In the shell that runs the script, I set these two environment variable like this...
PARA0="the org ID value"
PARA1="the API key value"
...then the script can pull in the values by variable name.
If you are on windows, you can set environment variables with the same names and it should work just the same, the way you set them depends where you are running the scripts from, there are some examples here of using Windows variables with scripts with the 'os' module...

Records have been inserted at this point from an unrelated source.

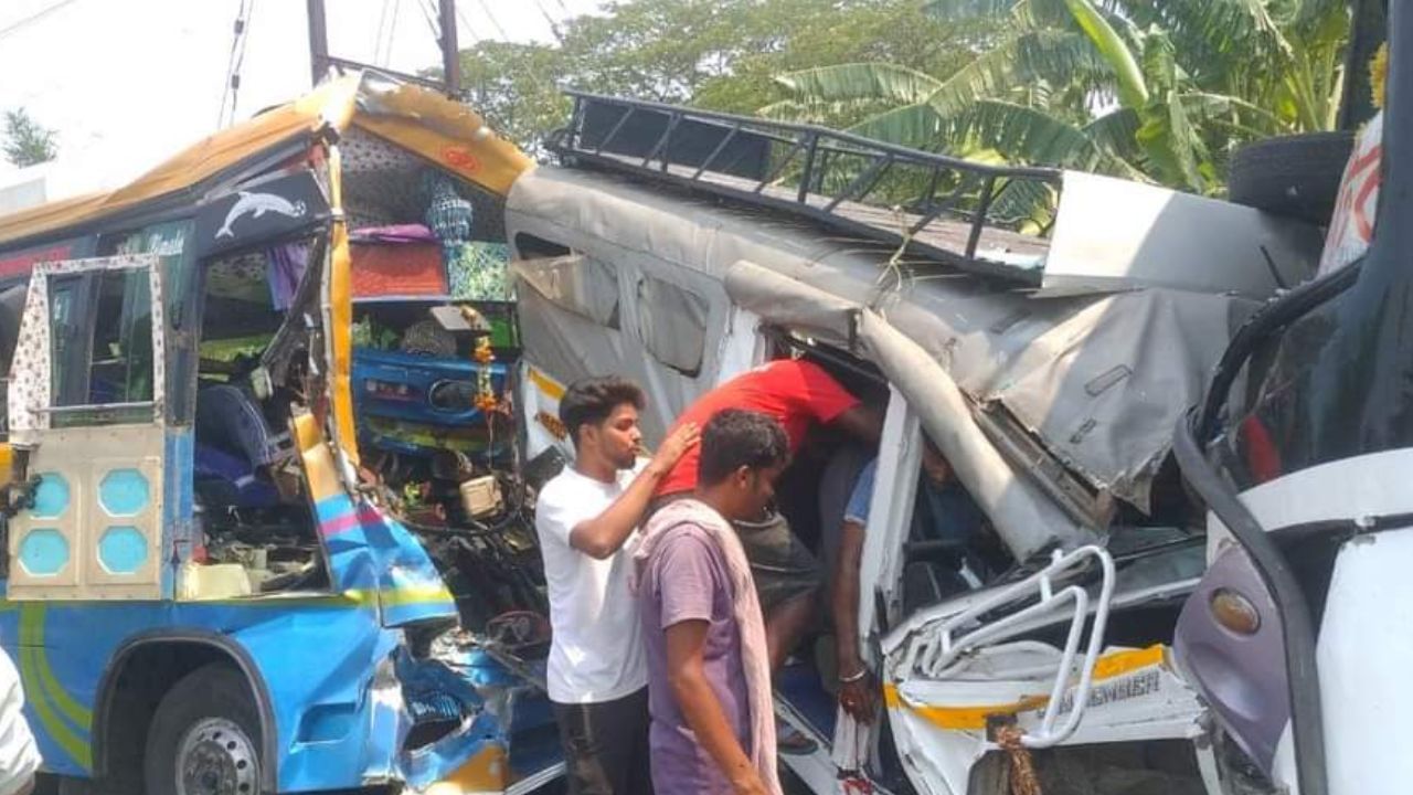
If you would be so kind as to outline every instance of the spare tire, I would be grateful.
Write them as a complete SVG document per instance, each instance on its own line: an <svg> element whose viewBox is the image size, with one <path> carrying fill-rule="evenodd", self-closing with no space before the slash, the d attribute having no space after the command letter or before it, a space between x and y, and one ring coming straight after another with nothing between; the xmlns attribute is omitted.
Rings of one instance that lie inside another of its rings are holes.
<svg viewBox="0 0 1413 795"><path fill-rule="evenodd" d="M1236 204L1328 226L1352 150L1352 132L1249 143L1232 153L1228 197Z"/></svg>

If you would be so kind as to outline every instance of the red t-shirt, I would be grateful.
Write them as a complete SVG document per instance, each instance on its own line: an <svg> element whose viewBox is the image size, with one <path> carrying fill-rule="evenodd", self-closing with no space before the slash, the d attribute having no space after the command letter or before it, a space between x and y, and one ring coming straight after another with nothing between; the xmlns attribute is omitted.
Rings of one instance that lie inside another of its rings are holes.
<svg viewBox="0 0 1413 795"><path fill-rule="evenodd" d="M803 359L777 359L712 389L677 417L675 429L682 423L697 423L705 429L706 422L722 409L745 409L780 420L790 439L790 453L800 448L812 423L829 423L835 417L859 405L838 381L824 368ZM697 465L701 461L701 444L692 446L673 467L673 471L657 484L658 495L677 494L697 488Z"/></svg>

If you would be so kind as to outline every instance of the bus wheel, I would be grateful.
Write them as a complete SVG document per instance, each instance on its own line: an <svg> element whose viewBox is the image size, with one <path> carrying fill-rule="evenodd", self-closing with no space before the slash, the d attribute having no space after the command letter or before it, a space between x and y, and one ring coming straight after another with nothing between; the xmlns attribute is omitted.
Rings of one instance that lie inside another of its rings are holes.
<svg viewBox="0 0 1413 795"><path fill-rule="evenodd" d="M249 693L246 678L223 663L168 690L147 731L147 794L257 795L260 716Z"/></svg>

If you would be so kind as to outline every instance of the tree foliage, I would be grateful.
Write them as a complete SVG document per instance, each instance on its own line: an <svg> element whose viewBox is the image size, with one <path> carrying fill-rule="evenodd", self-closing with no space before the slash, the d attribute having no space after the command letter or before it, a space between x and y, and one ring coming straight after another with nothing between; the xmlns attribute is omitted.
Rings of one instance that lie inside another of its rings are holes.
<svg viewBox="0 0 1413 795"><path fill-rule="evenodd" d="M934 0L945 24L1005 23L964 69L897 64L788 72L776 117L880 103L858 133L924 149L1089 168L1217 192L1255 137L1334 124L1348 13L1338 0ZM920 86L927 86L920 89Z"/></svg>
<svg viewBox="0 0 1413 795"><path fill-rule="evenodd" d="M4 112L4 137L0 149L11 164L24 168L37 166L58 156L55 133L25 112L24 108Z"/></svg>
<svg viewBox="0 0 1413 795"><path fill-rule="evenodd" d="M1348 24L1342 0L619 0L462 71L531 151L569 88L1211 194L1235 146L1334 124Z"/></svg>

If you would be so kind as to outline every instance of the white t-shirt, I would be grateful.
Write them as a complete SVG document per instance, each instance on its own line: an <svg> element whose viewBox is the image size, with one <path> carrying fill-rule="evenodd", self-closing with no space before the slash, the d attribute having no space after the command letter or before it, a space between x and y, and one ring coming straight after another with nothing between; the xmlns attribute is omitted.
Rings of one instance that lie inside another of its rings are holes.
<svg viewBox="0 0 1413 795"><path fill-rule="evenodd" d="M550 699L561 704L612 702L647 686L643 628L627 586L639 532L603 560L569 546L569 530L602 513L646 465L640 460L620 471L615 484L565 467L536 502L554 628L545 679Z"/></svg>
<svg viewBox="0 0 1413 795"><path fill-rule="evenodd" d="M40 770L40 751L24 721L24 690L10 656L0 651L0 794L18 792Z"/></svg>

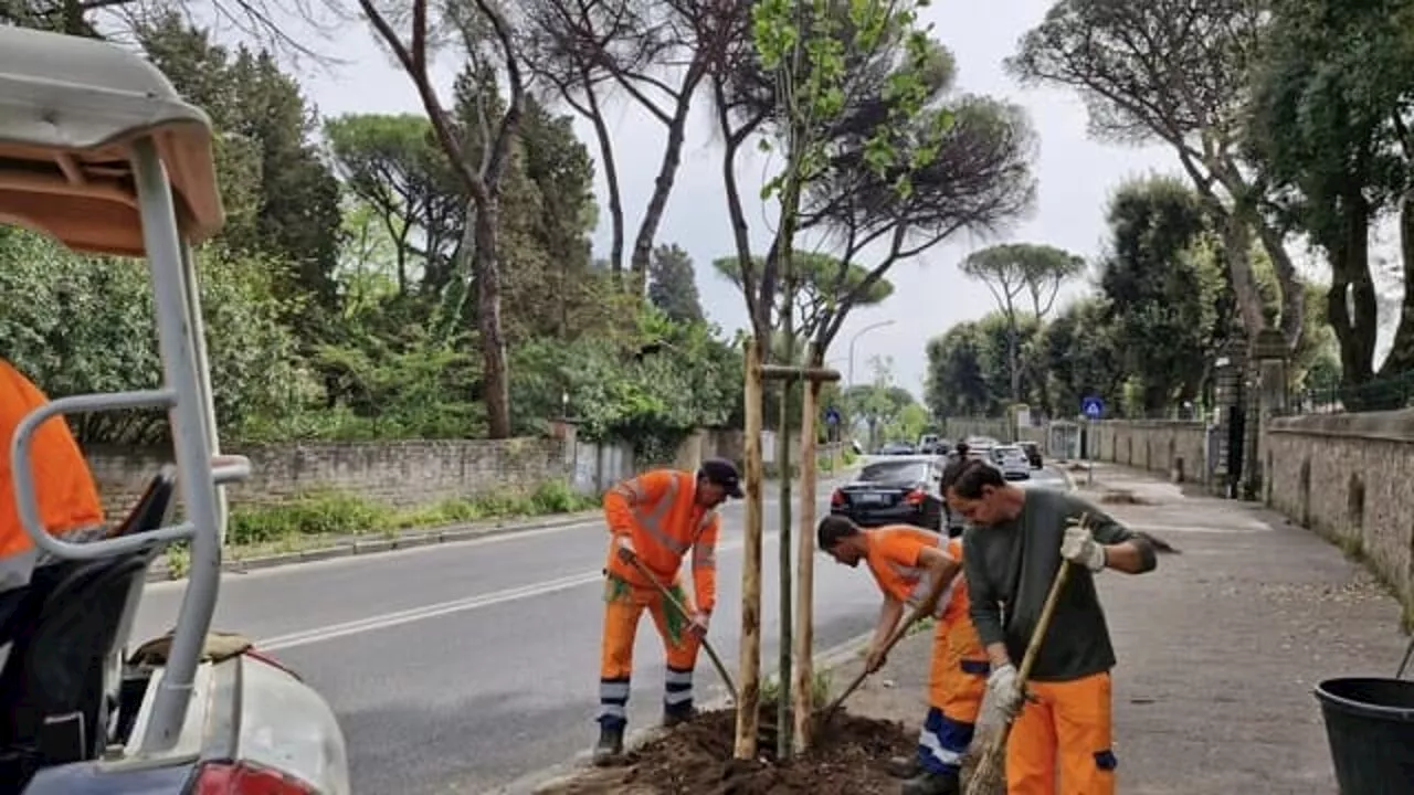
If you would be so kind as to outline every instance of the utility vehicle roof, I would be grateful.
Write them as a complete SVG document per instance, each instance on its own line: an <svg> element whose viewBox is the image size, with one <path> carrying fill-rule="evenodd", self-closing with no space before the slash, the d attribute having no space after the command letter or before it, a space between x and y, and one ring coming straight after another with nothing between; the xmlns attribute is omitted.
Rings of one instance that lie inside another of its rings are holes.
<svg viewBox="0 0 1414 795"><path fill-rule="evenodd" d="M225 224L211 120L141 55L103 41L0 27L0 221L82 252L143 256L129 144L151 136L182 235Z"/></svg>

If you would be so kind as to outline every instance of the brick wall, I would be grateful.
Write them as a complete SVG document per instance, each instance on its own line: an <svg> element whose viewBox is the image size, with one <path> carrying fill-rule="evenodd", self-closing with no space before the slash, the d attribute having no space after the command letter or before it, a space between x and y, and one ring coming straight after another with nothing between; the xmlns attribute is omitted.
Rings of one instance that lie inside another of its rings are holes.
<svg viewBox="0 0 1414 795"><path fill-rule="evenodd" d="M1202 423L1181 420L1102 420L1090 424L1089 454L1159 472L1185 482L1206 484L1206 436Z"/></svg>
<svg viewBox="0 0 1414 795"><path fill-rule="evenodd" d="M567 480L573 457L560 439L281 444L229 450L250 458L232 499L277 504L338 489L390 505L426 505ZM110 515L120 515L171 455L165 450L88 451Z"/></svg>
<svg viewBox="0 0 1414 795"><path fill-rule="evenodd" d="M1261 457L1270 506L1359 552L1414 605L1414 410L1277 419Z"/></svg>
<svg viewBox="0 0 1414 795"><path fill-rule="evenodd" d="M553 439L274 444L228 450L250 458L250 480L233 485L239 505L271 505L311 491L344 491L389 505L428 505L493 491L532 489L566 481L595 494L639 465L696 468L701 458L742 458L742 433L704 429L689 436L674 460L639 463L628 444L581 441L557 429ZM171 461L165 448L88 450L89 467L113 519Z"/></svg>
<svg viewBox="0 0 1414 795"><path fill-rule="evenodd" d="M1186 422L1092 426L1096 460L1209 482L1205 429ZM1260 443L1263 501L1350 552L1414 607L1414 410L1271 420Z"/></svg>

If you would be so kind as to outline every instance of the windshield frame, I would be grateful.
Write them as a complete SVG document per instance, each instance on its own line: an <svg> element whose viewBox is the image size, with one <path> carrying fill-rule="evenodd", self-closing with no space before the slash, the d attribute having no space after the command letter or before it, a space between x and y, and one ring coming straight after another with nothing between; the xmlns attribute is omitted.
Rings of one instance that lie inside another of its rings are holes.
<svg viewBox="0 0 1414 795"><path fill-rule="evenodd" d="M868 464L864 464L864 467L860 468L860 474L855 475L854 480L860 481L860 482L870 482L870 484L880 484L880 485L902 485L902 484L911 484L911 482L918 482L918 481L928 482L928 478L932 474L932 470L933 470L933 465L930 463L928 463L928 461L918 461L918 460L912 460L912 461L870 461ZM912 477L912 478L884 477L884 478L881 478L878 474L874 474L871 477L871 471L872 472L894 472L894 471L896 471L896 472L916 474L918 477Z"/></svg>

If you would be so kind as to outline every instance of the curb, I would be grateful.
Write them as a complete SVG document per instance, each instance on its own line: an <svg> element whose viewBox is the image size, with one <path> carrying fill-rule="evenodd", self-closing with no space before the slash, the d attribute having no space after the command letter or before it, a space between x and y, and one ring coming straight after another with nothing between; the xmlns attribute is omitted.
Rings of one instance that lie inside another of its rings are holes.
<svg viewBox="0 0 1414 795"><path fill-rule="evenodd" d="M395 552L399 549L416 549L420 546L431 546L437 543L457 543L465 540L477 540L482 538L509 535L523 530L568 528L595 521L600 516L600 512L585 511L578 513L550 513L547 516L554 516L554 518L550 521L516 522L510 525L479 525L479 526L444 525L443 528L434 528L430 530L399 533L393 538L368 538L352 542L332 543L328 546L303 549L300 552L281 552L276 555L262 555L257 557L223 559L221 562L221 570L230 574L245 574L249 571L257 571L260 569L273 569L276 566L314 563L317 560L334 560L337 557L354 557L358 555L379 555L385 552ZM147 569L148 583L175 583L185 579L187 579L185 574L174 577L171 569L168 569L165 564L161 566L154 564Z"/></svg>
<svg viewBox="0 0 1414 795"><path fill-rule="evenodd" d="M855 635L844 641L843 644L837 644L834 646L816 652L814 655L816 673L822 672L833 673L834 669L840 668L850 659L857 658L860 651L868 645L870 638L874 632L870 631L863 635ZM775 671L771 672L762 671L761 679L766 680L773 675ZM711 699L703 700L703 703L699 706L701 712L714 712L731 706L731 699L727 696L725 689L721 685L717 685L713 690L714 696ZM624 750L625 753L632 751L633 748L642 747L648 743L652 743L653 740L658 740L663 734L665 730L659 726L646 726L643 729L629 731L628 736L624 738ZM595 770L588 765L590 757L591 757L590 750L580 751L578 754L570 757L563 762L559 762L542 771L522 775L520 778L516 778L509 784L503 784L499 788L492 789L491 795L536 795L550 787L570 784L574 779L580 778L581 775L585 775L587 772Z"/></svg>

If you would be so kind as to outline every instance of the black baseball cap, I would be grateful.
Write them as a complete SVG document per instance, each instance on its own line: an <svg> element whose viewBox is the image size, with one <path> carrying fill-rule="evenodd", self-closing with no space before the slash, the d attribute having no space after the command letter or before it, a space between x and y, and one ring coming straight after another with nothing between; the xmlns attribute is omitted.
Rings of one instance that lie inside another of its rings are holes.
<svg viewBox="0 0 1414 795"><path fill-rule="evenodd" d="M727 489L727 497L741 499L745 497L741 491L741 472L737 471L737 465L725 458L707 458L703 465L697 468L697 477L707 478L708 481Z"/></svg>

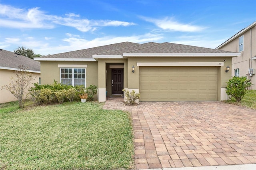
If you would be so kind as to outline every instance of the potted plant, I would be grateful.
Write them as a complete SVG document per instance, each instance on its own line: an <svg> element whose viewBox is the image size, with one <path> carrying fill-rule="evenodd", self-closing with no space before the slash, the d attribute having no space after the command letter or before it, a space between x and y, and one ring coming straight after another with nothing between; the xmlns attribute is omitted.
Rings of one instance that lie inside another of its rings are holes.
<svg viewBox="0 0 256 170"><path fill-rule="evenodd" d="M82 93L82 94L79 94L79 97L81 99L81 102L82 103L85 103L88 97L88 94L86 93Z"/></svg>

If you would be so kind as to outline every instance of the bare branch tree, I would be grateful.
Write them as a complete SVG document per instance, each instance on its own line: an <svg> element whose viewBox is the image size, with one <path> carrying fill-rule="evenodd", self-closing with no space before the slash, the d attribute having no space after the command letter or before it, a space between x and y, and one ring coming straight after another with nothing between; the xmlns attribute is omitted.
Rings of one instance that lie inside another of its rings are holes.
<svg viewBox="0 0 256 170"><path fill-rule="evenodd" d="M20 69L14 73L16 75L16 78L11 77L10 78L10 83L1 87L2 89L9 91L12 95L17 98L19 102L19 107L20 108L24 107L24 99L28 96L26 94L25 90L28 87L33 79L31 73L29 73L24 65L19 66Z"/></svg>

https://www.twilio.com/blog/environment-variables-python
In general, if you install modules using pip, I think they should go in the right place automatically, for instance...
pip install meraki
...or to update the version...
pip install --upgrade meraki
...but I don't use Python on Windows so maybe there are some other/better ways!
03-11-2024 06:16 PM
Hey sungod, this was very helpful, thank you! Did you build this script from scratch or did you use documentation to assist?
03-12-2024 05:35 AM
It's mostly from adapting from another script I wrote, the basics of set-up, iterating by something, error handling etc. are common across scripts, so whenever I do something new I tend to see which old script I have that is closest in structure to what I need and then adapt it, and I'm lazy 😀
This one is using async I/O as it is generally more efficient, but it does affect readability.
If you look on the github site, there are a few examples you can use as starting points to experiment...
https://github.com/meraki/dashboard-api-python/tree/main/examples
03-12-2024 07:33 AM
I apreciate you sharing that. Thanks again!
03-12-2024 07:45 AM
PS- I used ChatGPT. I too start of my base script of calling up all my networks, and go from there.
03-12-2024 06:49 AM
I have just a bit of code here: jadexing/Merakicode: Code for Meraki Wi-Fi (github.com)
All mine is Wi-Fi based.
I open Powershell, go to the script directory and execute.